The smaller existence I am referring to is that I currently have no “real” job offering me zilch when it comes to my own daily, defined purpose. There is no need to get things dry cleaned these days or to attempt the nitty-gritty navigatation of office politics. Since I am not around the water cooler or the break room, there are very few people to discuss the media circus and lunacy that is the presidential campaign or Snooki’s fitness for motherhood.

Currently my job—which I must mention, is one that I gladly volunteered for—has been to help provide and manage the care of my soon-to-be father-in-law in the wake of his wife’s sudden passing. And let me tell you that for me this is an entirely new experience. I have no children and have worked in an office all of my adult life… providing me ZERO experience in caring for another person.

This new experience includes (but is not necessarily limited to): Making repeated (often maddening and fruitless) phone calls to various outside entities designed to help in situations such as this one. Ensuring that he gets his medicine on time, all day, everyday. Making sure he eats or is offered some healthy food throughout the day. Keeping him company by sitting on the porch making small talk, petting the cats that he loves to feed and laughing about the things the neighbors do.

I know I’ve sort of stated this before, so forgive me if this post feels a bit redundant. I told you I didn’t have a lot to write about these days. But it did occur to me that this “season” in my life is not about me. The world teaches us that we must be the star of our own show — all the time. Well, I am here to tell you that this doesn’t appear to be the case.

Sometimes our name is NOT one that will appear at the top of the playbill. Sometimes there will be little, if any, applause. Sometimes ours is merely the role of supporting character… and the majority of our time will be spent behind the curtain.

The Backseat of the Bus

Being a self-sufficient, single woman with no children for the majority of my thirties, I have been allowed to be—shall we say—selfish. There is no mistaking the fact that it has been “all about me” for quite some time now and honestly I have, admittedly, had no problem with that.

Life is pretty simple and things tend to go “my way” when I am the only one making the decisions and calling all the shots… for myself. For example, I have thus far used some form of the words “I” or “me” NINE times in this entry. See what I mean? (OK, make that 10).

So if being in the driver’s seat has been my status quo for so long — you can only imagine the adjustment that might be required if or when the time comes that said seat should be forfeited for any reason.

With the recent loss of my fiance’s mother, I have found myself in a brand new seat. As I struggled, after the first two weeks, at the advent of my new seating assignment, my mother said to me: “Joanna, it is time now for you to take a backseat on the bus.”

Of course she was referring to being the support person for someone whose needs are far greater than my own. Her words have been such a perfect reminder of precisely what my role is right now. And her wisdom and way of thinking has inspired me to fully embrace the responsibilities that accompany the view from the back.

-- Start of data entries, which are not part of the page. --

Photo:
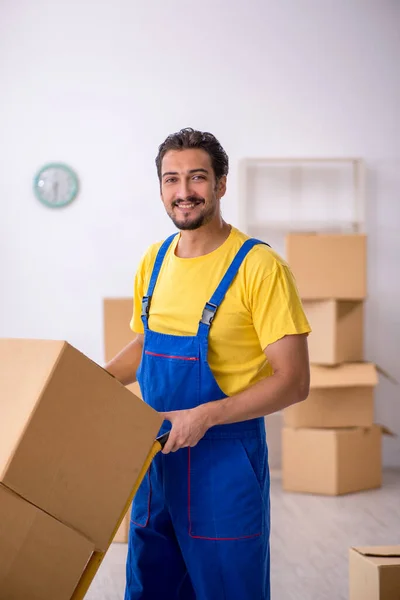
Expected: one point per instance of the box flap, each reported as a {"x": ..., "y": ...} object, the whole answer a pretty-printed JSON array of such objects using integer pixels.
[
  {"x": 345, "y": 375},
  {"x": 25, "y": 366},
  {"x": 379, "y": 551},
  {"x": 387, "y": 375}
]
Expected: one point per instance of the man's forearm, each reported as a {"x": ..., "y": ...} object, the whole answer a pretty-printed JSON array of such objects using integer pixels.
[
  {"x": 125, "y": 364},
  {"x": 263, "y": 398}
]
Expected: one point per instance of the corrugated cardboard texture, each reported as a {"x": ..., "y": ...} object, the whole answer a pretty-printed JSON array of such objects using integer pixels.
[
  {"x": 328, "y": 266},
  {"x": 374, "y": 573},
  {"x": 21, "y": 382},
  {"x": 83, "y": 447},
  {"x": 341, "y": 396},
  {"x": 333, "y": 407},
  {"x": 337, "y": 331},
  {"x": 347, "y": 375},
  {"x": 117, "y": 332},
  {"x": 329, "y": 461},
  {"x": 40, "y": 559}
]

It has been from the vantage point of this new place that I have begun to “see” many new things for the very first time.

I have seen that…

  • It is much easier to push than to pull, therefore helping someone from behind rather than in front.
  • I am capable of caring more for another person than I ever dreamed possible.
  • Suddenly I have all the strength I need to do what is necessary for the other.
  • The world exists largely in that which lies beyond my own reflection and it is a whole lot bigger than I ever thought it was.
  • I can be much more useful offering a hand in someone else’s journey when I am not so focused on the drama, flaws or calamities of my own.
  • The obstacles I thought were mountains usually are mere molehills.

So as it turns out — the view from the “back of the bus” really is the one that offers the best perspective of all.